It is worth pointing out that I have not just given my own blood. I have learned how to properly slaughter and have sacrificed animals to the Gods, Ancestors, and vaettir. The aversion to death in our overculture has rendered much of our relationships with animals, and plants for that matter, to be completely inverse to what I understand it should be: based in reciprocity, with as much care taken as able to ensure a good death for the Being and good effect on the environment in the course of raising and taking the life of that Being. Blood offerings, whether from ourselves or others, are not some useless waste; they are a gift of life force, of blood, and of body. They are to be gifted in a holy way. This is why the animals to be sacrificed need to be treated with the utmost care and to die well, with as little pain as possible. It is why before making sacrifice, whether offering my blood or another’s, I cleanse.
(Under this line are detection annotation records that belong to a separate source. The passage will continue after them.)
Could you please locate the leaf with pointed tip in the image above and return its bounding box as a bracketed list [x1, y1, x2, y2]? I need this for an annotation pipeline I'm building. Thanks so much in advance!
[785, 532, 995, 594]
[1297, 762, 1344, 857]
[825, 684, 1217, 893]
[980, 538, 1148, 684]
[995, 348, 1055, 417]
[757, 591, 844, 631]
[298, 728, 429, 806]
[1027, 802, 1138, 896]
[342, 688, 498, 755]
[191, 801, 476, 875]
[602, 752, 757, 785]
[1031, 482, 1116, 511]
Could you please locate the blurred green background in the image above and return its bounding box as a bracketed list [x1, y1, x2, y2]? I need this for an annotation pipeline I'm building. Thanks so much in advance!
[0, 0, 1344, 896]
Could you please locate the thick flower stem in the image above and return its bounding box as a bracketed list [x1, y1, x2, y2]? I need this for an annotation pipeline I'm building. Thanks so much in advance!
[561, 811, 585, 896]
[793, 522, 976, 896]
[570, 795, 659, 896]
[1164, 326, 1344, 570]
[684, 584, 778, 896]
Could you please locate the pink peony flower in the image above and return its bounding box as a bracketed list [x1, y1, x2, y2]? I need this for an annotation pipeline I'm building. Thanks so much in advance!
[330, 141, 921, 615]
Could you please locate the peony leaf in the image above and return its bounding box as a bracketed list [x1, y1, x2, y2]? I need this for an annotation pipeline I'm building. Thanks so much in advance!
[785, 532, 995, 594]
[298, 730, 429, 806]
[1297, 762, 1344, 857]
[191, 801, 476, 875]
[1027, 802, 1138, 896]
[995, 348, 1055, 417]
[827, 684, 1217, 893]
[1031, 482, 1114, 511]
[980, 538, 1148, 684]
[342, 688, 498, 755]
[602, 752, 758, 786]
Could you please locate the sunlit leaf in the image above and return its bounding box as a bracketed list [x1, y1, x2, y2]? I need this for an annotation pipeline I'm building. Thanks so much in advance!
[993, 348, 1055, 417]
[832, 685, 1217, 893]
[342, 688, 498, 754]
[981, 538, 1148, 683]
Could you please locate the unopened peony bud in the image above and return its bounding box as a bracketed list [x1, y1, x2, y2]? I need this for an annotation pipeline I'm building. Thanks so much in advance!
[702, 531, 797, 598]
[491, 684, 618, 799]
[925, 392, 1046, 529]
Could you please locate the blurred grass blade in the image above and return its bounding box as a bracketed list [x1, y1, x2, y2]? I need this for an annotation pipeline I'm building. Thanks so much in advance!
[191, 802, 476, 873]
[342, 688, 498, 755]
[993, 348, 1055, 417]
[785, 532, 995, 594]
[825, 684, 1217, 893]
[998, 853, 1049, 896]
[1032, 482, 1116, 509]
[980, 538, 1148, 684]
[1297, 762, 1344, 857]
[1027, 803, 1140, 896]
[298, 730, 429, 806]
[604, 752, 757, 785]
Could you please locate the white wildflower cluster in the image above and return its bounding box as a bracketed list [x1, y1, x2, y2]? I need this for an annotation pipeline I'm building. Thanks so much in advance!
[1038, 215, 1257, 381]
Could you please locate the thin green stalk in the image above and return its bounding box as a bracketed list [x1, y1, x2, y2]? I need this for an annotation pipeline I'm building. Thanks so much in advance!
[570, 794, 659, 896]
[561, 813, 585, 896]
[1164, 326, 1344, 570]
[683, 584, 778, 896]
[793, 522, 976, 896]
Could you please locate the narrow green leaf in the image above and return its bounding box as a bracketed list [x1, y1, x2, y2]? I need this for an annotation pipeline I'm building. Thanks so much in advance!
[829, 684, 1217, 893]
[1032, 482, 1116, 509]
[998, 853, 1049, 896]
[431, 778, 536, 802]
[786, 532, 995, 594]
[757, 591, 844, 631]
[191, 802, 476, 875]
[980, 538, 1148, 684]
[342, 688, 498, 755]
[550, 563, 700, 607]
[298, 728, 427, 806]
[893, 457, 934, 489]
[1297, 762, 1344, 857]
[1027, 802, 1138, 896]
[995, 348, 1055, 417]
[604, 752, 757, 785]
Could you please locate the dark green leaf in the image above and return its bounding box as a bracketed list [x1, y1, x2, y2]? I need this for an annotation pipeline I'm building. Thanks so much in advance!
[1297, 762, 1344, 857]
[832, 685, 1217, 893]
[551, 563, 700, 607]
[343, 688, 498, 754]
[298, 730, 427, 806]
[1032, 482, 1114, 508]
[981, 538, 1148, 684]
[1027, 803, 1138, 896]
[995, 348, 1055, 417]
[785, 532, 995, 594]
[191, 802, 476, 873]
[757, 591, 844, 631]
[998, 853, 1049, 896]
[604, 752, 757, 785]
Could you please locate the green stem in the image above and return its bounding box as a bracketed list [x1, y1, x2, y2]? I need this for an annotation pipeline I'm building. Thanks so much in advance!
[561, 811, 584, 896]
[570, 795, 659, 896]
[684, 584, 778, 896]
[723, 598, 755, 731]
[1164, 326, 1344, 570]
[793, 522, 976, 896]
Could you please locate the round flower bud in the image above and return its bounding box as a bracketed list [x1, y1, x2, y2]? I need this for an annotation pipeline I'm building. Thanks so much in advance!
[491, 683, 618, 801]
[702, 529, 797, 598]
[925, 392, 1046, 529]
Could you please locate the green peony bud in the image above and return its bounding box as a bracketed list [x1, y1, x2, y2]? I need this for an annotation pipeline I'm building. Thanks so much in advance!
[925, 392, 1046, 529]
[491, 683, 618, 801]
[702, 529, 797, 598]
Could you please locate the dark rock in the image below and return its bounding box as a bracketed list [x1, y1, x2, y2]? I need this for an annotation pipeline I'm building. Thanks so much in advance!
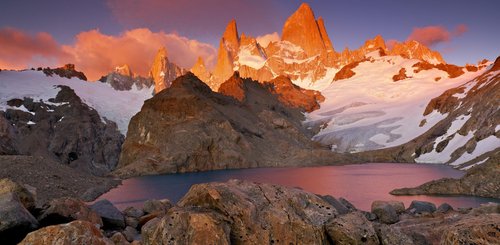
[109, 232, 130, 245]
[408, 201, 436, 214]
[374, 223, 418, 245]
[321, 195, 350, 215]
[90, 199, 125, 228]
[38, 197, 103, 227]
[0, 86, 124, 175]
[441, 214, 500, 244]
[436, 203, 453, 213]
[122, 226, 139, 242]
[19, 220, 113, 245]
[0, 178, 36, 210]
[177, 180, 338, 244]
[142, 199, 172, 214]
[325, 212, 379, 244]
[0, 192, 38, 244]
[142, 208, 231, 244]
[123, 207, 144, 218]
[371, 202, 399, 224]
[372, 201, 405, 214]
[114, 73, 348, 177]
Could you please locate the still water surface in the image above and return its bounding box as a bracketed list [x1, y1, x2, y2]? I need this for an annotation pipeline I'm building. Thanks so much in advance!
[99, 163, 499, 210]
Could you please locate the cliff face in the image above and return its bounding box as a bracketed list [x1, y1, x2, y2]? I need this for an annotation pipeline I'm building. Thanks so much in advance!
[115, 74, 348, 176]
[202, 3, 445, 91]
[149, 47, 186, 93]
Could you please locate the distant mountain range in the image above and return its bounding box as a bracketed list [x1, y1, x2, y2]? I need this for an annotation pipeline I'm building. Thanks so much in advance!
[0, 4, 500, 176]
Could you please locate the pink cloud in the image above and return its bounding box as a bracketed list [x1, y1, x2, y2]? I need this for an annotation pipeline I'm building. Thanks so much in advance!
[64, 28, 216, 79]
[407, 24, 468, 46]
[0, 28, 217, 80]
[0, 28, 68, 69]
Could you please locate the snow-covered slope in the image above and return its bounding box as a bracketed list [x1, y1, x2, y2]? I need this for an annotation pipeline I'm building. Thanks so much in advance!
[0, 70, 153, 135]
[306, 52, 484, 152]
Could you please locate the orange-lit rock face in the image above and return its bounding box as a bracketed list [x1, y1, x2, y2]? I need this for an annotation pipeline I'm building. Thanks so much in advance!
[281, 3, 333, 56]
[149, 47, 186, 93]
[389, 41, 446, 64]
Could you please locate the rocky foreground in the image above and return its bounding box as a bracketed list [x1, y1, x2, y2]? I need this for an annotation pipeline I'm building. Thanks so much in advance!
[0, 179, 500, 244]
The gifts we give need to be made cleanly whether it is of me or comes through my hands. This necessity to cleanse stands whatever the offering is, whether it is my blood, animal blood or parts, herbs, alcohol, and/or water. The necessity to cleanse is so that what comes from or passes through our hands is clean, free of anything but that gift. Everything needs to be made sacred before we gift it to the Gods so that we are giving in right relationship with Them, not because the world is fallen or that we are inherently polluted. To bring something to the Ginnreginn it needs to be made and/or brought to the Them in a good way. Cleansing is respectful and good spiritual hygiene whatever the gift is.

Most folks will have no cause to give blood whether the practice at hand is exoteric or esoteric. Where I have taken issue is several Heathen folks have made it seem as though blood offerings are outside of Heathen norms. While it may not be, and I would argue should not be common as an offering, it is a normal thing to offer it as a Heathen.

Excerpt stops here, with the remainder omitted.